In Qiime the sample metadata is a simple tab-delimited file with information for each sample:
Here is a spreadsheet view, so the different categories are clearer:
Now we will open the sample metadata file that we will use in this course. In JupyterHub, navigate to the docs folder. You will see a file called sample_metadata.tsv. Double-click on this file and it will open in a new tab on Jupyter. You will see that Jupyter recognises this file as a table, because of the .tsv
suffix.
The format of taxonomy files varies depending on the program you are running. In Qiime, there are two files: one is a fasta file with the reference sequences.
>MW856870
ACAAGACAGATCACGTTAAACCCTCCCTGACAAGGGATTAAACCAAATGAAACCTGTCCTAATGTCTTTGGTTGGGGCGACCGCGGGGAAACAAAAAACCCCCACGTGGA...
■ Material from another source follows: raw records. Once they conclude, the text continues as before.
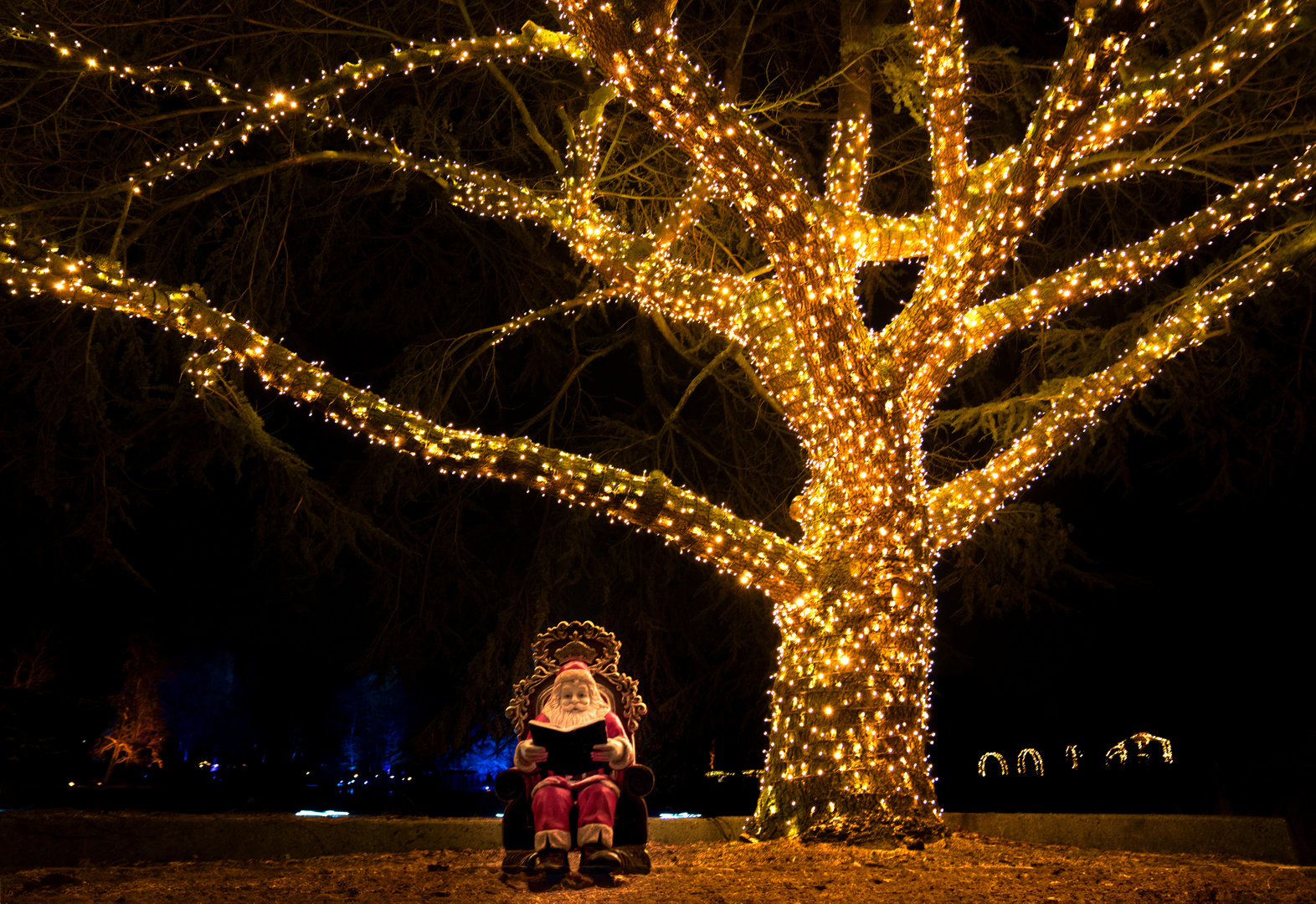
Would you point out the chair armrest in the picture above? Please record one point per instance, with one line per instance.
(510, 784)
(639, 779)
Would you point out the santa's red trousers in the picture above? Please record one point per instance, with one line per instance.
(552, 807)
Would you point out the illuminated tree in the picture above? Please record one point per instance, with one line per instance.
(851, 591)
(138, 733)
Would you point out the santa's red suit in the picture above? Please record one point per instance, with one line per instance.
(595, 793)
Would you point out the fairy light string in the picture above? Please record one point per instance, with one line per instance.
(855, 596)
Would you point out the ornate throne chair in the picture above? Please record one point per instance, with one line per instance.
(596, 648)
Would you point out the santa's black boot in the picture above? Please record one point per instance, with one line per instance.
(598, 860)
(553, 862)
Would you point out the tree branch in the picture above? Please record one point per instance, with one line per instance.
(959, 507)
(738, 547)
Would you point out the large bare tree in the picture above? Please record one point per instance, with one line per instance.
(1137, 92)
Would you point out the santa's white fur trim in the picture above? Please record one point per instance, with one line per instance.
(595, 833)
(559, 839)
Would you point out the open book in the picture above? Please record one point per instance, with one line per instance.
(570, 752)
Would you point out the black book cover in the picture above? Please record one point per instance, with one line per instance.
(570, 752)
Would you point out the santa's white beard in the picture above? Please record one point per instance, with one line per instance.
(570, 720)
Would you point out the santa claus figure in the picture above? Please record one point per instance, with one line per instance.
(574, 701)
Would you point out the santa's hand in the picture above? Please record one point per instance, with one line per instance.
(529, 754)
(611, 750)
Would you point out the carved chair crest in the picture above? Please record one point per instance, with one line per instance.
(591, 645)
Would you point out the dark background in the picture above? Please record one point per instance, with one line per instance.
(287, 637)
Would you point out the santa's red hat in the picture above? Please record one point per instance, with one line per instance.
(574, 671)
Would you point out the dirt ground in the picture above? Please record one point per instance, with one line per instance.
(964, 867)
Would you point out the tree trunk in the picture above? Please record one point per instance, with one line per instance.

This is accompanied by a taxonomy table that shows the taxonomic lineage for each sequence ID:
MW856870 d__Eukaryota;p__Chordata;c__Actinopteri;o__Perciformes;f__Percidae;g__Percina;s__Percina_roanoka
Other formats combine this information into one file: a fasta file with the lineage information on the sequence id line. For example, the program Sintax:
>MW856870;tax=k:Eukaryota,p:Chordata,c:Actinopteri,o:Perciformes,f:Percidae,g:Percina,s:Percina_roanoka
ACAAGACAGATCACGTTAAACCCTCCCTGACAAGGGATTAAACCAAATGAAACCTGTCCTAATGTCTTTGGTTGGGGCGACCGCGGGGAAACAAAAAACCCCCACGTGGA...
The next two information types come after clustering the sample sequences. The general Qiime2 terminology for these are the representative sequences and the feature table. The representative sequences (rep seqs) are also known as Operational Taxonomic Units (OTUs), Amplicon Sequence Variants (ASVs), Exact Sequence Variants (ESVs), or zero radius OTUs (zOTUs), depending on how they are produced (e.g. clustering or denoising). The last type is a table that specifies how many sequences of each rep seq are found in each sample.
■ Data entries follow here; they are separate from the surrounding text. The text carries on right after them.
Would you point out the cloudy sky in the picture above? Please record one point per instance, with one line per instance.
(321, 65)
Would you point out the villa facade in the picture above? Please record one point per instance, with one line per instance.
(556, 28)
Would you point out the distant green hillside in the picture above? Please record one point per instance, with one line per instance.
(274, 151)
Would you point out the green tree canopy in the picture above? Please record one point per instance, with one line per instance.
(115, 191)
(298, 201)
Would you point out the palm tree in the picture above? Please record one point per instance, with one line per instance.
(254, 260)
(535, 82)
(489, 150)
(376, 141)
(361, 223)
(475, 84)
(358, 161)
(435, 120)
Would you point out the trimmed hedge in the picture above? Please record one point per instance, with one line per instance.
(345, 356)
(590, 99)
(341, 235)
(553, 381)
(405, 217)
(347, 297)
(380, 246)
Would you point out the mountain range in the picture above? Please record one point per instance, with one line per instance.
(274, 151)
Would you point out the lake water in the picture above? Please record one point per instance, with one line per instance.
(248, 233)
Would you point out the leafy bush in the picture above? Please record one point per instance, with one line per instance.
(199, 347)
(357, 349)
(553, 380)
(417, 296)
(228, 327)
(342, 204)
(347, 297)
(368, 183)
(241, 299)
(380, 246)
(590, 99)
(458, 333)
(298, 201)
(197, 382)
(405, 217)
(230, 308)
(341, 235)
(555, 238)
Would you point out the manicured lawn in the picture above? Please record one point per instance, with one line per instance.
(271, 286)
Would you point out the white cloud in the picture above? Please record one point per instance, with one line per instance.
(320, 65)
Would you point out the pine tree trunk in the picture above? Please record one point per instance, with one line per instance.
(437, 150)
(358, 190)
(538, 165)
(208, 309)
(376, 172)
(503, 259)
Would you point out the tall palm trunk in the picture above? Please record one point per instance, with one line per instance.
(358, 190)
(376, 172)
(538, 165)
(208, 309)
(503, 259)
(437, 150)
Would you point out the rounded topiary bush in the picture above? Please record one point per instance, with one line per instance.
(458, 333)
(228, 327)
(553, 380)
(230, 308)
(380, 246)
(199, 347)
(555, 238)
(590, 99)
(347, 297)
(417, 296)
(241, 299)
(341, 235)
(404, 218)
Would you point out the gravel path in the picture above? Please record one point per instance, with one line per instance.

To keep things simple, we will refer to all of these types as OTUs, as that is the oldest and most widely recognised term.
An additional important data type is the product of taxonomy classification of the representative sequences, here called the feature taxonomy
The feature table ties together many sources of information in your analysis. It combines the per sample frequencies of each OTU, and to its taxonomic assignment, and these in turn can be linked to the sample metadata.
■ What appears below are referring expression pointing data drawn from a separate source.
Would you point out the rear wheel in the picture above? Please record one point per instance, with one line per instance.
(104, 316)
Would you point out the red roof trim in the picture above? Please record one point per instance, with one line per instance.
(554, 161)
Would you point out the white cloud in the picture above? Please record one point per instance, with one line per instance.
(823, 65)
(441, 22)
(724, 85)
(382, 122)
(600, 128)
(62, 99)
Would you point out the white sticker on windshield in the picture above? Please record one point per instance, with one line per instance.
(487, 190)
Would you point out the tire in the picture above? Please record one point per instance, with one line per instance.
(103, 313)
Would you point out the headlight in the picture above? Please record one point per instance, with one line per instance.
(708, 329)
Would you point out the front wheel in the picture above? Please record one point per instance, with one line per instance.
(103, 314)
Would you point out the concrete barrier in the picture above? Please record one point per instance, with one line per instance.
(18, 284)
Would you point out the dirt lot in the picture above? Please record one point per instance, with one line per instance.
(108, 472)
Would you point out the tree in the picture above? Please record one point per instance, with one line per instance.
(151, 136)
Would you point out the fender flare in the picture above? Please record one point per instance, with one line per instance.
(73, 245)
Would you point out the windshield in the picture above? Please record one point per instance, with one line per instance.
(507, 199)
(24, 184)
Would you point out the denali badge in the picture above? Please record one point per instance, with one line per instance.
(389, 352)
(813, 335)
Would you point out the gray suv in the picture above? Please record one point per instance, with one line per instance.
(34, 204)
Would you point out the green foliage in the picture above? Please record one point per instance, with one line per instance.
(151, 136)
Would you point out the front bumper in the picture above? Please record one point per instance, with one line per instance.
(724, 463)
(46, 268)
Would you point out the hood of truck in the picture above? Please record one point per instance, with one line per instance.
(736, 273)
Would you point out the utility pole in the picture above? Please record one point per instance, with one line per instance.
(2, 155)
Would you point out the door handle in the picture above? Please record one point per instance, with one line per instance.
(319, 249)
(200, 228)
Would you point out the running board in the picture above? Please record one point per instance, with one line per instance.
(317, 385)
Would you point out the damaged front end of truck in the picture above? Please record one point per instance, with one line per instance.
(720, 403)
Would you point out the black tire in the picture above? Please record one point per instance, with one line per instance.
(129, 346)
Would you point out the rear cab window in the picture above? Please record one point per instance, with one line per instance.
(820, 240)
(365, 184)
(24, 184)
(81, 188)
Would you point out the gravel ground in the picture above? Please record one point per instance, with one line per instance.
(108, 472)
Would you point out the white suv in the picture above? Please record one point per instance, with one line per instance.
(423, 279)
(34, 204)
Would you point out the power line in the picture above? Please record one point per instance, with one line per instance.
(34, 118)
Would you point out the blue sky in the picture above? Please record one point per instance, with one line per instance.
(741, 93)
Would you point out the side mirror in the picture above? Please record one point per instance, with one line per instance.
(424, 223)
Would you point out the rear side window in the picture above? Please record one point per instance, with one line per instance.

Feature Tables are the centre of multiple downstream analyses
Most metabarcoding workflows have mostly the same steps. The Qiime webpage has a good illustration of their pipeline:
Here are the OBITools and Qiime pipelines side-by-side. Though the steps are named somewhat differently, the methods employed are very similar.
For any project, it is important to organise your various files into subfolders. Through the course you will be navigating between folders to run your analyses. It may seem confusing or tedious, especially as there are only a few files. Remember that for many projects you can easily generate hundreds of files, so it is best to start with good practices from the beginning.
your edna
folder has been copied to your home folder. It has the following subfolders:
Most of these are empty, but by the end of the course they will be full of the results of your analysis.